Küçük bir ızgara var sadece, çıkış yok.
Dayarım gözümü ızgaraya.
Karanlıktır, karanlık,
Afrikalı ellerin kaynaşan bir hissiyle
Hayli küçüktür ve çekilip küçültülmüştür ihracat için,
Siyah üstüne siyah, kızgınca emeklemekte.

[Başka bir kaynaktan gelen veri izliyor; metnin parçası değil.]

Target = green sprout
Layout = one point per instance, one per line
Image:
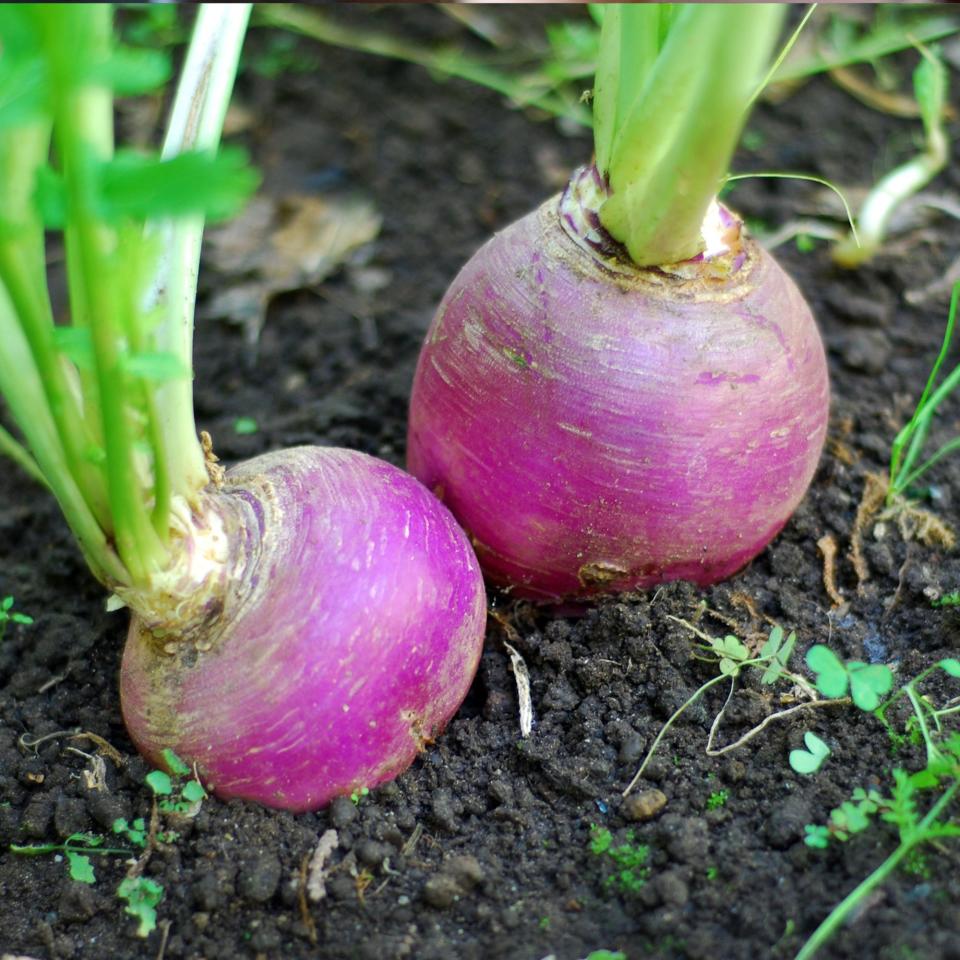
(77, 849)
(142, 896)
(166, 788)
(628, 859)
(867, 683)
(917, 823)
(359, 795)
(9, 615)
(811, 759)
(909, 442)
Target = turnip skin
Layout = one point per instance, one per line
(597, 430)
(348, 633)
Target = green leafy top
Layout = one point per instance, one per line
(673, 86)
(103, 402)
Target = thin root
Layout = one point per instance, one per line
(828, 549)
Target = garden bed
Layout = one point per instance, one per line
(485, 848)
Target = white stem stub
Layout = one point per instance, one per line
(523, 689)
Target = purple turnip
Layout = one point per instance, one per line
(605, 399)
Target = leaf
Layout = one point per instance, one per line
(201, 183)
(816, 836)
(174, 764)
(930, 89)
(869, 683)
(810, 760)
(193, 792)
(950, 666)
(159, 782)
(81, 869)
(831, 674)
(142, 895)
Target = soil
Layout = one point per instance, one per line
(483, 848)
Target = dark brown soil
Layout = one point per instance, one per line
(502, 867)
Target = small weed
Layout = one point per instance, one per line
(811, 759)
(917, 823)
(717, 799)
(629, 859)
(142, 896)
(77, 849)
(9, 615)
(189, 796)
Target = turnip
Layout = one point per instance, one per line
(622, 388)
(302, 625)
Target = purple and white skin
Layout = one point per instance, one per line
(598, 427)
(335, 623)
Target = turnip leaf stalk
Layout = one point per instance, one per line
(622, 388)
(302, 625)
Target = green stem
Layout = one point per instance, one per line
(23, 390)
(675, 716)
(196, 122)
(83, 125)
(842, 910)
(664, 139)
(22, 152)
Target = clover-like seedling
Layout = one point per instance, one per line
(867, 683)
(778, 651)
(191, 794)
(142, 896)
(811, 759)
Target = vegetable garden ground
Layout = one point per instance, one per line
(484, 848)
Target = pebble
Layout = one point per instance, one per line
(644, 805)
(686, 838)
(786, 822)
(441, 891)
(259, 877)
(465, 869)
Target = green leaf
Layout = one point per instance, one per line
(810, 760)
(81, 869)
(816, 836)
(155, 367)
(142, 895)
(174, 764)
(212, 185)
(950, 666)
(930, 89)
(869, 684)
(159, 782)
(831, 674)
(193, 792)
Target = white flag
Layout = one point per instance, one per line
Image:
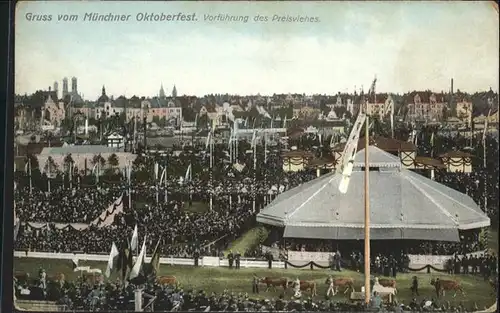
(114, 253)
(138, 263)
(188, 174)
(209, 137)
(135, 239)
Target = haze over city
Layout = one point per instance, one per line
(409, 46)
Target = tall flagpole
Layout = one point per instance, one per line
(254, 171)
(211, 143)
(367, 211)
(166, 186)
(129, 172)
(231, 148)
(265, 148)
(70, 175)
(31, 182)
(48, 177)
(485, 163)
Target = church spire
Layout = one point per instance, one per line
(162, 92)
(174, 92)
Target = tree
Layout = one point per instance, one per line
(68, 160)
(50, 167)
(98, 159)
(113, 160)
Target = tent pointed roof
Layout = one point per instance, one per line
(404, 205)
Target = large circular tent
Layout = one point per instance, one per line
(403, 205)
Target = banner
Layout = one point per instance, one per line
(107, 216)
(76, 226)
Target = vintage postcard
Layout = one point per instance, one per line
(271, 156)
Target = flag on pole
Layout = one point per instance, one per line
(254, 136)
(209, 137)
(214, 124)
(125, 261)
(75, 264)
(157, 169)
(135, 239)
(113, 255)
(392, 118)
(432, 145)
(485, 131)
(138, 263)
(188, 174)
(155, 259)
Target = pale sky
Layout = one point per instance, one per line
(407, 45)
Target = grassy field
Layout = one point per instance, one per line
(249, 240)
(218, 279)
(493, 240)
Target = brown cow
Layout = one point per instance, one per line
(273, 282)
(346, 282)
(166, 280)
(385, 282)
(442, 285)
(306, 286)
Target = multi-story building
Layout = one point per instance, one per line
(426, 106)
(65, 88)
(53, 111)
(381, 106)
(464, 110)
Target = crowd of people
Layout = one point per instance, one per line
(182, 233)
(82, 296)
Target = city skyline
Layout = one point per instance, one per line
(409, 46)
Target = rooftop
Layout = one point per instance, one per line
(403, 204)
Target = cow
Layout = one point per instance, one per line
(58, 279)
(385, 282)
(273, 282)
(166, 280)
(346, 282)
(306, 286)
(442, 285)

Nasıl salıverebilirim ki onları?
Beni en çok dehşete düşüren şu gürültüdür,
Şu anlaşılmaz heceler.
Bir Roma güruhu gibiler,
Tek tek ele alırsan küçükler, fakat birlikteyken, aman Tanrım!
Dayıyorum kulağımı o hiddetli Latince'ye.
Bir Sezar değilim ben.
Sadece bir kutu deli ısmarladım.
İade de edilebilir onlar.
Ölebilirler, onlara yiyecek vermem gerekmiyor, sahipleri benim.
Ne denli aç olduklarını merak ederim.
Beni unutup unutmayacaklarını merak ederim
Eğer kilitlerini açsam yalnızca ve geri çekilsem ve bir ağaca dönüşsem.
Oradadır sarısalkım, onun sarı sıra sütunları,
Ve kiraz ağacının jüponları.
Belki de bu ay giysimdeyken ve bu cenaze duvağımla
Yok sayarlar beni hemencecik.
Bal kaynağı değilim ben
Öyleyse niye bana saldırsınlar ki?
Yarın iyi Tanrı olacağım, onları serbest bırakacağım.
Kutu sadece bir süreliğine.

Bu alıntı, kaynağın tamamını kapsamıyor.